Hughes
Abc
Rajoy compareció ayer analógicamente para confirmar que «irá encantado» a declarar ante el juez, cuando lo que irá es obligado. Lo hará «con total normalidad», dijo, lo que proclama definitivamente una situación en la que no cabe escandalizarse si el partido de gobierno no sale del juzgado.
Un PP que es el PP de Rajoy, no el PP de Aznar, ni el de Aguirre, ni el de Madrid (difusor, por cierto, y mecenas de un cacareado liberalismo con dinero ajeno que ha sido una de las más grandes plastas político-mediáticas en lo que va de siglo). El PP de Rajoy que, eso sí, es el heredero del PP de Aznar y del AP de Fraga, pieza fundamental de un régimen de partidos que funciona no hacia la corrupción, sino desde la corrupción (y si no, miren al zapaterismo en Venezuela).
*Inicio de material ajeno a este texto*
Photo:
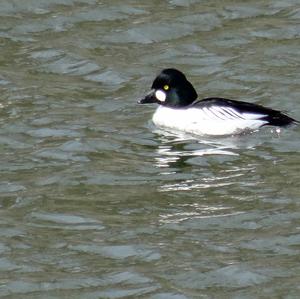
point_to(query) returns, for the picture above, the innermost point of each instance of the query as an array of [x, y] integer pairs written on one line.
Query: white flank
[[208, 120], [160, 95]]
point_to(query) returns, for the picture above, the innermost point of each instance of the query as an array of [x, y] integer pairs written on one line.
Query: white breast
[[212, 120]]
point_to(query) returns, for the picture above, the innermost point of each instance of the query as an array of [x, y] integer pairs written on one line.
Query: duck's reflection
[[188, 163]]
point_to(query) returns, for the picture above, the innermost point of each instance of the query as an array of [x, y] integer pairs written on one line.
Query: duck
[[180, 109]]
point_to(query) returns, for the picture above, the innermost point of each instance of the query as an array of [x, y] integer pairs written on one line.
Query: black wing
[[272, 117]]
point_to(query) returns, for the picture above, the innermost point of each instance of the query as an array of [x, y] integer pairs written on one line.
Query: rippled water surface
[[98, 203]]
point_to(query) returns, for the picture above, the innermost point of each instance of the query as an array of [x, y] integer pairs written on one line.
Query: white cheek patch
[[160, 95]]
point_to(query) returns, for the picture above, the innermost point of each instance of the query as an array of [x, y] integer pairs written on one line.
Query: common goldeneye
[[179, 109]]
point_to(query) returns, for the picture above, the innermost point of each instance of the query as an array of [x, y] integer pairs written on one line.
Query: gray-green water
[[97, 203]]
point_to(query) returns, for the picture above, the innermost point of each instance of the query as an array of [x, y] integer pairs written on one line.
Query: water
[[95, 201]]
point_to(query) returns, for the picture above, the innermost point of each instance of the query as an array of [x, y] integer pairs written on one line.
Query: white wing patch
[[213, 120], [228, 113]]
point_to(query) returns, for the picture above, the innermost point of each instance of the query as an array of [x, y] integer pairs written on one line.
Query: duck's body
[[180, 110]]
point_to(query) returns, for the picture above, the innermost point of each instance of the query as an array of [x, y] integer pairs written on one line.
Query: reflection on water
[[94, 202]]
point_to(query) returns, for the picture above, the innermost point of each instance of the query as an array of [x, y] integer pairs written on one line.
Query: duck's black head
[[171, 88]]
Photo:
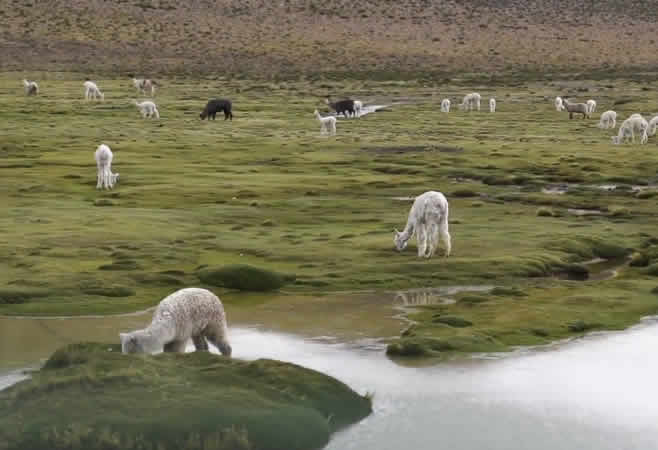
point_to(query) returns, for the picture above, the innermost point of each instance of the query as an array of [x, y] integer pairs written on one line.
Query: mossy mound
[[244, 278], [90, 396]]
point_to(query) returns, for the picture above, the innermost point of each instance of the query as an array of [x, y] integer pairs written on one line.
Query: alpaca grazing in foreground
[[190, 313], [628, 128], [608, 120], [144, 85], [559, 104], [428, 218], [445, 105], [215, 106], [105, 179], [148, 109], [92, 92], [344, 107], [470, 102], [327, 124], [576, 108], [31, 87]]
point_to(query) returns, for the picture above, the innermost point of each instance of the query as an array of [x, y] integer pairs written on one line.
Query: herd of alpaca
[[635, 125]]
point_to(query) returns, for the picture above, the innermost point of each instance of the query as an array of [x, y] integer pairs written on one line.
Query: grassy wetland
[[267, 190]]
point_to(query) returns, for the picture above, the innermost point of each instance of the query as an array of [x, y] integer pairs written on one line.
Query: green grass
[[90, 396], [265, 190]]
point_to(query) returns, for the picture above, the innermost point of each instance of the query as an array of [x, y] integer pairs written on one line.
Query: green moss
[[545, 212], [453, 321], [244, 277], [173, 401]]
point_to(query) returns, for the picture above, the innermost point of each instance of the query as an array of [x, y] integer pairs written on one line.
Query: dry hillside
[[293, 37]]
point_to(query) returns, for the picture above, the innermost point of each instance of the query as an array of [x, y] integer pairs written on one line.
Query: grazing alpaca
[[31, 87], [327, 124], [428, 218], [559, 105], [358, 108], [92, 91], [105, 179], [608, 120], [214, 106], [344, 107], [148, 109], [191, 313], [144, 85], [653, 123], [635, 123], [576, 108], [445, 105], [470, 102]]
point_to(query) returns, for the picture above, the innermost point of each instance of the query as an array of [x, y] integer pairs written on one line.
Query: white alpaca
[[628, 128], [358, 107], [608, 120], [190, 313], [31, 87], [105, 179], [470, 102], [445, 105], [428, 218], [653, 123], [559, 105], [147, 108], [327, 124], [143, 85], [92, 91]]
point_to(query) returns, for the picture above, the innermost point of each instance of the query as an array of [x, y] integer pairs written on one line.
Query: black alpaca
[[214, 106], [342, 107]]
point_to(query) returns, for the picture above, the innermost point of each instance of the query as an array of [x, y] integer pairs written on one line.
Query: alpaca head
[[399, 241]]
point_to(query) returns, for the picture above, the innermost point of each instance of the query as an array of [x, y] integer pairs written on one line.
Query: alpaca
[[105, 179], [635, 123], [143, 85], [470, 102], [31, 87], [577, 108], [92, 91], [559, 105], [653, 123], [445, 105], [187, 313], [214, 106], [344, 107], [148, 109], [327, 124], [428, 218], [608, 120], [358, 107]]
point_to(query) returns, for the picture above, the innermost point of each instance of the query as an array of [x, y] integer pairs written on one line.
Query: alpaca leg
[[445, 235], [200, 343], [175, 346], [421, 240], [216, 334]]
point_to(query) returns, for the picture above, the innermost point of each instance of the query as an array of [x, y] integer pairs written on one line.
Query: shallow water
[[593, 393]]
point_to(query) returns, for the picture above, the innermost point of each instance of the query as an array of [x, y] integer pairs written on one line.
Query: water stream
[[592, 393]]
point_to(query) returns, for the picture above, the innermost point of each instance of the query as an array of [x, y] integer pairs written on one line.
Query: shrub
[[244, 277]]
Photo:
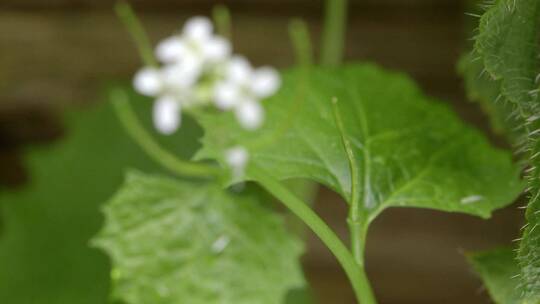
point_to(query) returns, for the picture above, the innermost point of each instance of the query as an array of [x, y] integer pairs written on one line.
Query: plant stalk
[[333, 40], [355, 273], [134, 128]]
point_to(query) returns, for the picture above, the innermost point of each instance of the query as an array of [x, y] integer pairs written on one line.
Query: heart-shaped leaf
[[410, 150], [181, 242]]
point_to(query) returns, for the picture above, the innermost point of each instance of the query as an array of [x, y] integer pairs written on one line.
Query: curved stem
[[333, 40], [222, 19], [356, 221], [134, 128], [354, 272], [128, 17]]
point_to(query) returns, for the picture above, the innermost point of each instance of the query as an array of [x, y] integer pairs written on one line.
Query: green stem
[[333, 40], [134, 128], [356, 274], [222, 19], [128, 17], [357, 227]]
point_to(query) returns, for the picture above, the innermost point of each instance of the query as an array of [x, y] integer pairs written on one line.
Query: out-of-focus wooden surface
[[57, 52]]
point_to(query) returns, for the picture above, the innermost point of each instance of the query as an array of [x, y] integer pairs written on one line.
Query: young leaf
[[509, 45], [498, 270], [508, 42], [411, 151], [44, 252], [481, 88], [181, 242]]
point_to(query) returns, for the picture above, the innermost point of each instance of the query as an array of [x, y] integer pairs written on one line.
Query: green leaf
[[44, 252], [411, 151], [481, 88], [498, 270], [508, 42], [181, 242], [509, 45]]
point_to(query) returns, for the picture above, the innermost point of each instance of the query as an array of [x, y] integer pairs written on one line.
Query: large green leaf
[[180, 242], [44, 252], [411, 150], [498, 270]]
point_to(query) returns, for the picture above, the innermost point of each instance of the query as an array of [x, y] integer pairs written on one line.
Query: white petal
[[167, 115], [170, 50], [226, 95], [265, 82], [239, 70], [237, 158], [198, 28], [250, 114], [148, 81], [217, 49], [182, 76]]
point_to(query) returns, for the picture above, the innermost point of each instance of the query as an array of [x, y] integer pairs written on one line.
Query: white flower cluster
[[198, 69]]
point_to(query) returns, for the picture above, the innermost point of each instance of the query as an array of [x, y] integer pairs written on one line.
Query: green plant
[[502, 73], [205, 231]]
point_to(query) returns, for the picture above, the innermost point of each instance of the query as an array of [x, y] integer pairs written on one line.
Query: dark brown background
[[57, 52]]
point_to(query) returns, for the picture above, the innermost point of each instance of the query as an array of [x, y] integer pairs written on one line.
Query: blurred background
[[58, 53]]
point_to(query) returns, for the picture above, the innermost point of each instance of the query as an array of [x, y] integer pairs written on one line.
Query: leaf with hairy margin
[[508, 41], [498, 270], [180, 242], [481, 88], [509, 45], [411, 150]]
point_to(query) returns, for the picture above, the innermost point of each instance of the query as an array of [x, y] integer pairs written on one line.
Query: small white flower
[[167, 114], [237, 158], [250, 114], [220, 244], [196, 45], [198, 27], [243, 88], [148, 81], [265, 82]]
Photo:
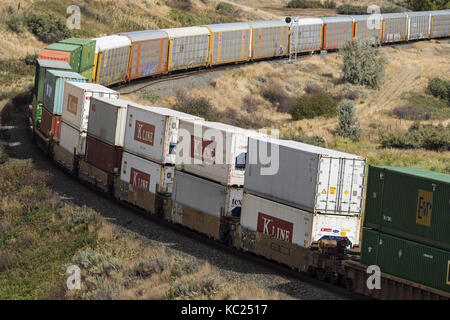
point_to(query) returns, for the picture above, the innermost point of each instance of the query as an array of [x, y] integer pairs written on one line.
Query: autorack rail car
[[331, 213]]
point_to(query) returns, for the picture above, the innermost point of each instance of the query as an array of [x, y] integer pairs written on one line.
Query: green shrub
[[348, 126], [428, 136], [310, 106], [301, 136], [363, 64], [439, 88], [47, 27], [225, 8]]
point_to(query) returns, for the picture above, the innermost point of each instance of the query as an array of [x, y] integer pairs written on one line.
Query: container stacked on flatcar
[[74, 120], [303, 195], [104, 143], [213, 164], [269, 39], [407, 223], [55, 80], [147, 170]]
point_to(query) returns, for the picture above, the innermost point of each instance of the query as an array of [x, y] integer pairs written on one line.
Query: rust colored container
[[50, 124], [103, 156], [55, 55]]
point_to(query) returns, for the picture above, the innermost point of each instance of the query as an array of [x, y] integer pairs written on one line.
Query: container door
[[327, 186], [352, 186]]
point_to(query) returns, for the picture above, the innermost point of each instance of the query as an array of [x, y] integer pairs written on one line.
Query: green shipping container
[[409, 203], [87, 51], [75, 53], [88, 73], [407, 259]]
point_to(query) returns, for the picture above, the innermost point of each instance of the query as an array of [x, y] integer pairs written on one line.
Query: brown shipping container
[[103, 156], [50, 124]]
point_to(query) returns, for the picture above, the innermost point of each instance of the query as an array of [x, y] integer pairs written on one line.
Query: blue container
[[54, 88]]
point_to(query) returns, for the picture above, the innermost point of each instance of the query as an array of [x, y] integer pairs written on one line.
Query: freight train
[[304, 212]]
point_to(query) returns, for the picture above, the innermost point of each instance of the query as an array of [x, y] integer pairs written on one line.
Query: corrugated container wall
[[72, 140], [148, 55], [294, 225], [269, 38], [309, 35], [206, 196], [75, 53], [107, 120], [419, 25], [395, 27], [50, 124], [408, 260], [369, 28], [77, 98], [111, 59], [338, 32], [216, 151], [230, 42], [103, 156], [188, 48], [152, 132], [87, 51], [41, 69], [409, 203], [440, 23], [145, 174], [310, 178], [54, 88]]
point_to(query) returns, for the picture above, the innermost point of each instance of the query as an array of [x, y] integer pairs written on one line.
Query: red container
[[50, 124], [103, 156]]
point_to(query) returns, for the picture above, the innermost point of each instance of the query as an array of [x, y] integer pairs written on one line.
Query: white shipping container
[[216, 151], [206, 196], [152, 132], [307, 177], [107, 120], [72, 140], [77, 100], [146, 174], [295, 225]]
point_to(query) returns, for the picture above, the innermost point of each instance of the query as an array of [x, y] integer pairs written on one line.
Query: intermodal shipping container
[[409, 203], [54, 88], [148, 55], [230, 42], [107, 120], [87, 51], [111, 59], [294, 225], [213, 150], [337, 32], [419, 25], [72, 140], [440, 23], [269, 38], [103, 156], [152, 132], [147, 175], [41, 69], [369, 28], [310, 178], [407, 259], [306, 35], [74, 50], [206, 196], [50, 124], [188, 47], [77, 100], [395, 27]]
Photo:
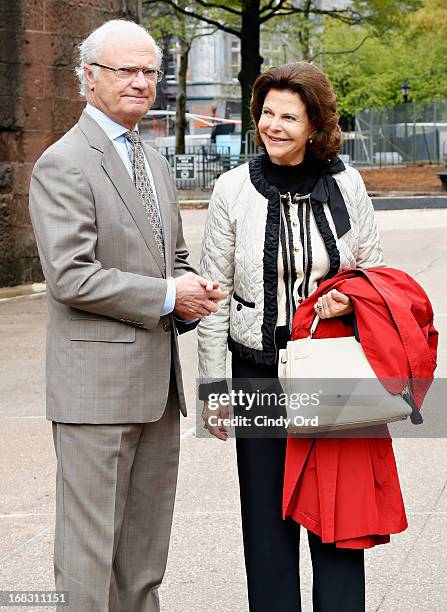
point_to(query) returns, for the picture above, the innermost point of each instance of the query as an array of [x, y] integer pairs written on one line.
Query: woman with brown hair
[[276, 228]]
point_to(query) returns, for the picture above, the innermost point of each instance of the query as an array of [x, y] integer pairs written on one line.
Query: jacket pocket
[[98, 330], [243, 302]]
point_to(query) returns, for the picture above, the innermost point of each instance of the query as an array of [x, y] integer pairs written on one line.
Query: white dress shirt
[[115, 132]]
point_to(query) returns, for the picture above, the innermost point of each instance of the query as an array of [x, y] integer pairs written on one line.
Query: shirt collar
[[112, 129]]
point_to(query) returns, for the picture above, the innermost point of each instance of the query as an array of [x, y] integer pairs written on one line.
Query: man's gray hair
[[90, 49]]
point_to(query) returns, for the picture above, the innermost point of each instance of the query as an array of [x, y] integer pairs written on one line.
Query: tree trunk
[[180, 101], [251, 60]]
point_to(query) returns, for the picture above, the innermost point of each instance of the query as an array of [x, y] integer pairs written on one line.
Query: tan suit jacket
[[109, 352]]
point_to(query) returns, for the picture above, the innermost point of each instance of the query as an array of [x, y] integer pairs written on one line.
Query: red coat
[[346, 490]]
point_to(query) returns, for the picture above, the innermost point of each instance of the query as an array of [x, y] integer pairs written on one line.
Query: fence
[[409, 133]]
Rajoy decidió liderar una resistencia a sí mismo haciendo el don Tancredo. Mientras recibía estáticamente al toro, mientras se quedaba parado, hecho estatua, el partido simulaba una limpieza desde dentro que, sin una partícula de democracia interna, llenaba sus cuadros de irrelevancia y seguidismo. Falso quietismo político.
Rajoy no puede exigir reformas y mucho menos regenerar un país, ilusorio cometido para el que alguna vez se creyó llamado su partido.
Este PP molusco-gurteliano recuerda en algún momento al PSOE de González, y sin embargo el tancredismo ha generado hasta una hegemónica corriente intelectual, la del «nunca estuvimos mejor»: teóricos de la conllevancia por sistema, pero sobre todo del conllevarse la pasta.
El tancredismo rajoyita es la erección patitiesa de todo lo que ya venía orteguianamente muerto.
En las últimas horas se ha dibujado un fresco curioso: proyecciones cainitas del partido (¿el femenino de cainita?), una lideresa «Feud» entre lágrimas neopopulistas, inmobiliarias, tramas angoleñas, un capo mediático y un tertuliano estructural, una televisión llegando antes que la guardia civil y el autobús de Iglesias preparado como por casualidad. Porque todo lo que le pasa al PP desemboca en Podemos, producto de estos años y a la vez garantía de su necesidad.
Rajoy declarará, pues, y estará obligado a decir la verdad. Ahí querré ver yo a mis clásicos de la «posverdad».